Capt. Jones said there are 12 National Guard members in the county. He said he knows there is support for these families and the Community Covenant program enhances awareness for what military families need. One idea is for the military families to receive a utility abatement while their family member is involved in active duty. Another idea was a food drive in support of military families. There can also be a request for added patrols on a family where someone is serving. This gives the service people the comfort of knowing their family is watched over at home. Capt. Jones said the ideas and possibilities are endless for ways a community can come together and support these servicemen and women and their families. "We invite you to be part of the program," said Capt. Jones.
Commissioner Laurie Pitchforth said the ladies auxiliary has a program called Operation Home Support where they send packages to those on active duty, they also help support family members at home.
Capt. Jones said they can also present an event where military issues can be discussed. The commission will look into the program and start with a resolution.
Capt. Jones said they hope to have the cities become involved with their own resolutions as well.
Under citizen concerns regular pool goers said the water at the pool is too cold. They said the handicapped door doesn't work. Another concern expressed was when there are a lot of people in the pool there needs to be more supervision. Also when the handicapped people are using the pool, there needs to be a lifeguard close at hand.
Other swimmers said the first year the pool was open it was warm, now the water is colder in the evening than in the morning. They wondered if the water temperature can be regulated better.
The swimmers agreed the pool is wonderful and fabulous, but the cold water is chasing people away.
Commissioner Jeff Horrocks thanked the ladies for bringing these items to the attention of the commission. The ladies also commented that customer service at the pool is sometimes lacking.
Another concerned citizen commented that there are some boards in the county where people have been there for 20 years or more. He wonders if the boards should have term limits. He also commented the inmate visiting at the jail is pathetic. It's too noisy and there is only one room that is an isolated booth. He recommended extending the walls between the visiting rooms to act as a sound barrier.
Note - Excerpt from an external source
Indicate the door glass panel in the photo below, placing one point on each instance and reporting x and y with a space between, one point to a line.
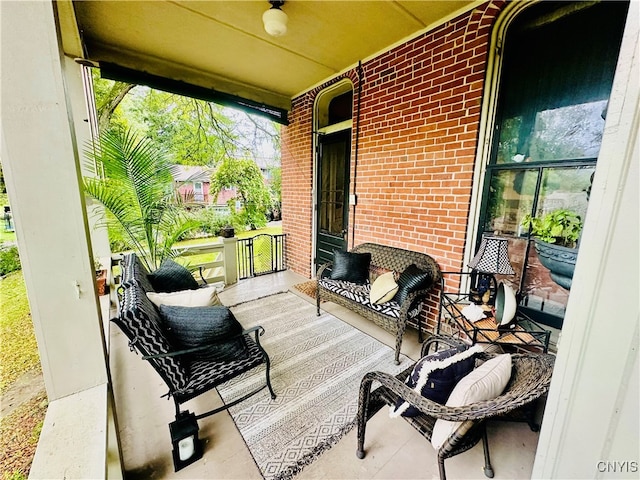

He thanked the county officials for their service to the county.
Sheriff Greg Funk said they are considering putting phones in the visiting booths for better communication.
Commissioner Horrocks said the county is short a jailer and submitted the name of Brent Ward for approval. He will begin POST training on Jan. 9.
In the commissioner reports Commissioner James Nelson said he attended an interesting meeting with the Alaska delegation on RS-2477 roads and he thinks the county is headed in the right direction there. New covers for the tables at the museum are in place and hopefully this will increase the use of these tables in warm weather.
Commissioner Pitchforth reported the county hosted a senior citizen Christmas party at the museum and it was very fun and well attended. The food was great as well as the entertainment.
Commissioner Horrocks said there are real concerns with possible cuts to programs operated by the Southeastern Utah Association of Governments including the HEAT program and meals on wheels. He is not sure how much will be cut and is working with Debbie Hatt the AOG director to hopefully reduce the impacts. The DWR RAC is working on changes to the bear hunts in regards to using dogs or not using dogs on the bear hunts.
Commissioner Horrocks wished all the county a Merry Christmas and Happy New Year. He said Emery County has the best employees in the state.
Under the consent agenda the commission approved the following items: on call pay for the detectives, ratification of ambulance adjustments made at the last commission meeting. Approval of out of state travel for Tina Carter, Mike McCandless, Beth Marshall, Taina Benson, LaMar Guymon, Mark H. Williams, Gary Kofford, Eugene Swalberg and David Ames.
One item pulled from the consent agenda was the discount of $100 off a pool pass for county employees which is good towards an individual pass or a family pass. The discount was approved. Tracy Urie and Jackie Allred were approved to serve second terms on the library board. The commission approved a contract for Marilyn Collard to teach a lifesaving class during the holidays. The class will be held on Dec. 21-29 to create a hiring pool for trained lifeguards.